Had Lawrence been an utter failure, it would have made no difference to the outcome of WWI and Lawrence would simply have been a historical footnote. His success arguably strengthened British commitment to the despotic and incompetent Sharif to the point of - when the Sharif was defeated by Abdul Aziz ibn Saud -putting one of his sons on the throne of newly created Iraq and installing another in Transjordan.

Perhaps without the legend of Lawrence of Arabia and his Hashemites, the Brits might have drawn some ethnographically sensible borders in the Mideast.

Ken White

Mon, 04/28/2008 - 11:37am

Now there's a remark that cuts both ways...

<i>"The perils of turning history into sound bites of "lessons learned" applied with unobstructed straight lines to the present."</i>

I can agree with that.

Steve Blair

Mon, 04/28/2008 - 10:28am

It's an interesting piece, but I would have to say that it does skirt the fringes of what a previous commentator said it doesn't do: "The perils of turning history into sound bites of "lessons learned" applied with unobstructed straight lines to the present."

In terms of historical context, one has to look not only at the military capability of the Turks, but the limitations in their supply lines and the technology available to them to improve their lines of communication (and the ability of the army in the field to respond to and survive any sort of defeat). Lawrence also had the advantage of operating during a world war, so there was little political chance that the Turks would declare victory and leave (since they had a British army poised and ready to attack along their border).

Interesting piece, and it does bring up some good points for discussion and thought. But it also shows how easy it can be to take parts of history without considering the whole that created those parts. Would Lawrence's techniques have been as effective if the Turks had been able (or felt able) to abandon Arabia? Would they have worked without the pressure of a British field army behind them? Historical thought here is varied, with some contending that Lawrence would have succeeded no matter what while others point to the fact that Allenby's troops mounted the final effort and finally broke the Ottoman field army.

Gian P Gentile

Mon, 04/28/2008 - 8:13am

Brother Bob:

Great piece; I really liked this one.

I am jealous; I wish I had written it; but then if I had it would not have been nearly as good as yours.

It superbly points to:

The perils of turning history into sound bites of "lessons learned" applied with unobstructed straight lines to the present.

Request you take on these next two cases of the same problem.

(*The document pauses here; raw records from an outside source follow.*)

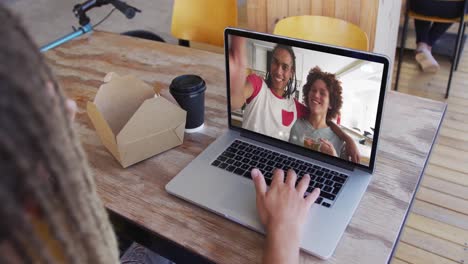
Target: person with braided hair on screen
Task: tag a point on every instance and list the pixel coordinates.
(270, 108)
(50, 209)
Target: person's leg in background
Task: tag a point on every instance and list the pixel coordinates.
(427, 33)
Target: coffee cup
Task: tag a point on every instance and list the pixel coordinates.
(189, 92)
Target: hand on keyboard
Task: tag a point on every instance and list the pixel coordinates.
(283, 211)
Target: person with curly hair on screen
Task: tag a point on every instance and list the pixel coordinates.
(322, 94)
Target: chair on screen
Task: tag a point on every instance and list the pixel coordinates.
(323, 29)
(202, 20)
(457, 49)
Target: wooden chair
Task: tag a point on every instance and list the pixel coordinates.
(457, 49)
(323, 29)
(203, 20)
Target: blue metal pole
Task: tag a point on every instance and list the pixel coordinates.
(81, 31)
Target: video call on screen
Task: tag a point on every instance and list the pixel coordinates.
(298, 119)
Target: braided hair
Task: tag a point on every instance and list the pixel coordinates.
(291, 87)
(45, 185)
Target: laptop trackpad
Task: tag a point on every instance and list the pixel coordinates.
(239, 203)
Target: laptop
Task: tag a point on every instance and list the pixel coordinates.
(219, 178)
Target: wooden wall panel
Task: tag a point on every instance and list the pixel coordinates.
(316, 7)
(369, 8)
(328, 7)
(299, 7)
(276, 10)
(378, 18)
(256, 15)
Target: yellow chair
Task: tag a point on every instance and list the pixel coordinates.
(323, 29)
(456, 51)
(203, 20)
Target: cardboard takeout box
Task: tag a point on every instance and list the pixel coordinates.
(131, 122)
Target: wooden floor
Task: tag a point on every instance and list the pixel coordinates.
(437, 228)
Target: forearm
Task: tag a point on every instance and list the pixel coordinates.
(237, 99)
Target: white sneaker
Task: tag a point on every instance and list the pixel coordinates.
(427, 61)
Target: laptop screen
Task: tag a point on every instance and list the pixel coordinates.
(320, 98)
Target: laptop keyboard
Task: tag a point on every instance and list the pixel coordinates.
(241, 157)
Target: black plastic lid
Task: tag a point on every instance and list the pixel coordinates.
(187, 84)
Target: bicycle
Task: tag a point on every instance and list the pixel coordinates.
(85, 23)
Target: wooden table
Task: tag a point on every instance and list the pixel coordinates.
(137, 194)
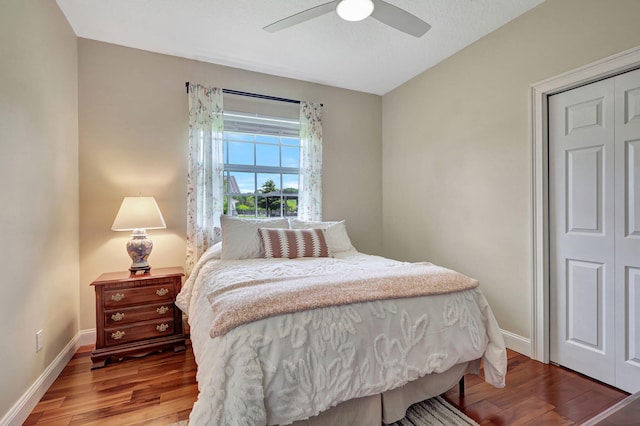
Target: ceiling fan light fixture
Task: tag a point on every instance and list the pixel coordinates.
(355, 10)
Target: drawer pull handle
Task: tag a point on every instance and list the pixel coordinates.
(117, 297)
(118, 316)
(117, 335)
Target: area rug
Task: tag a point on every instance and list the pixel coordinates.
(432, 412)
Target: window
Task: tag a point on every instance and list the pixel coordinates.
(261, 165)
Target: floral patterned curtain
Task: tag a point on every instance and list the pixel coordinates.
(205, 195)
(310, 193)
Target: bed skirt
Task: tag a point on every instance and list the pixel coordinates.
(391, 406)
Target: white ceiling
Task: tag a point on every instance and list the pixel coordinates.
(367, 56)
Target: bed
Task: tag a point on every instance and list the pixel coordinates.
(290, 324)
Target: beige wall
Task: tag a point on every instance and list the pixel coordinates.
(133, 139)
(38, 190)
(457, 171)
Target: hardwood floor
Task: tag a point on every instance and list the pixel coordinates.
(160, 389)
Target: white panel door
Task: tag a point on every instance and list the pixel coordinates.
(627, 207)
(581, 219)
(594, 241)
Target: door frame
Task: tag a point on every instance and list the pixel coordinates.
(615, 64)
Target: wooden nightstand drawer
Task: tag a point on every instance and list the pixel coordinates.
(136, 296)
(119, 317)
(134, 333)
(136, 314)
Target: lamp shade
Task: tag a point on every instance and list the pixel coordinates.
(355, 10)
(138, 213)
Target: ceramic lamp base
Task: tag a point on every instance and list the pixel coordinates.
(139, 248)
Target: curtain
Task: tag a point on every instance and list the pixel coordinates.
(310, 192)
(205, 191)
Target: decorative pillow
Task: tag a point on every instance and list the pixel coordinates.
(240, 238)
(293, 243)
(335, 232)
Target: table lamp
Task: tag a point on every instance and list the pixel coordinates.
(137, 214)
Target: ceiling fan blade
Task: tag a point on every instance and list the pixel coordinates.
(300, 17)
(399, 19)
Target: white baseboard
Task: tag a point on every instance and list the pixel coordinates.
(517, 343)
(21, 409)
(87, 337)
(25, 405)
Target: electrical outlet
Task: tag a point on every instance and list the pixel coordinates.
(39, 340)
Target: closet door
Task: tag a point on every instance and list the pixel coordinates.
(627, 233)
(581, 223)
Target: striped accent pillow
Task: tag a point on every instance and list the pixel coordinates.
(293, 243)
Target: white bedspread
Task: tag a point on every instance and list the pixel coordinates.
(291, 367)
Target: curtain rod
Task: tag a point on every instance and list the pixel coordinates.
(254, 95)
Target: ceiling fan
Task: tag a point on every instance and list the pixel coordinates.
(357, 10)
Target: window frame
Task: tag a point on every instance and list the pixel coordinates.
(257, 125)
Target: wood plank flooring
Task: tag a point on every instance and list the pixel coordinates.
(160, 389)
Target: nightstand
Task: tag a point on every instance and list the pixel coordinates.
(136, 314)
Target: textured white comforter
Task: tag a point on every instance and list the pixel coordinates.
(291, 367)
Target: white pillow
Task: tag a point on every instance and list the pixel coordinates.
(240, 239)
(335, 233)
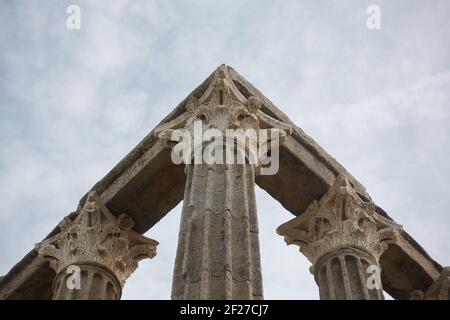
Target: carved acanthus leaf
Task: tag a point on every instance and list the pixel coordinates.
(96, 236)
(339, 219)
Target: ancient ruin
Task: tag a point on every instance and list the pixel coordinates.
(356, 249)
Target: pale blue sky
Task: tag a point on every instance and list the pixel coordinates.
(73, 103)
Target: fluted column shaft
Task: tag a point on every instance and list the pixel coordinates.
(218, 249)
(343, 236)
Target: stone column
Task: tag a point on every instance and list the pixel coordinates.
(94, 254)
(343, 236)
(218, 248)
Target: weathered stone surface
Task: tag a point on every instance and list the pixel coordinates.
(103, 246)
(146, 185)
(342, 235)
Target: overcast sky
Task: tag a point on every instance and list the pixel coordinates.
(75, 102)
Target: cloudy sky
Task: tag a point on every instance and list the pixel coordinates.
(74, 102)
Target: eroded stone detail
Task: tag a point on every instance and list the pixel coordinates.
(97, 237)
(218, 248)
(440, 289)
(342, 235)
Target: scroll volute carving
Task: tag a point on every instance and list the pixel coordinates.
(339, 219)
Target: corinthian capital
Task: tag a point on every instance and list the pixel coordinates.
(97, 237)
(340, 219)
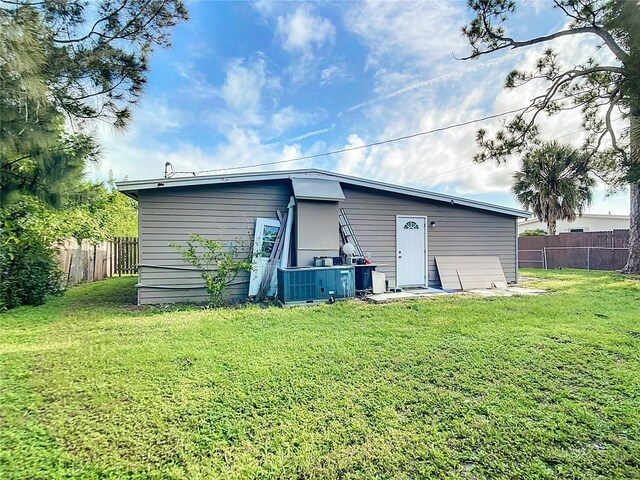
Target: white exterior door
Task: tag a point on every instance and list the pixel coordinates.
(411, 253)
(264, 239)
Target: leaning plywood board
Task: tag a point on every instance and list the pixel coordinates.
(467, 272)
(447, 269)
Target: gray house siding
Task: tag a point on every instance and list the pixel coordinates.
(316, 230)
(222, 212)
(458, 231)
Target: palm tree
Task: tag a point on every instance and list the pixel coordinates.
(554, 182)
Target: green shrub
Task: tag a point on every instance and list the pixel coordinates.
(29, 271)
(218, 265)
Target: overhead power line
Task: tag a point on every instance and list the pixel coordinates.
(359, 147)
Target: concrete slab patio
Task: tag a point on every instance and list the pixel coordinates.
(415, 293)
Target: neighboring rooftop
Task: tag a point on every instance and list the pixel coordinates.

*The American Army's seduction over Galula
*The Straight line drawn between Generals Abrams and Petraeus

gian

Mark Pyruz

Sun, 04/27/2008 - 11:49pm

I would just add that there are aspects of the current Iraq War that certain Iranians view as a continuation of the Imposed War (Iran-Iraq War 1980-88), only this time it is the Americans engaged with various elements of the Iraqis, while Iran occupies the role the US enjoyed during the previous encounter.

Mark Pyruz

Sun, 04/27/2008 - 11:32pm

"If Lawrence were still around, working as a strategist for the Iranians, for example, he would certainly be advocating this position."-->Bateman

Three weeks ago, I provided a similar perspective on the Iranians for the same T.E. Lawrence quote. I agree with you, LTC Bateman.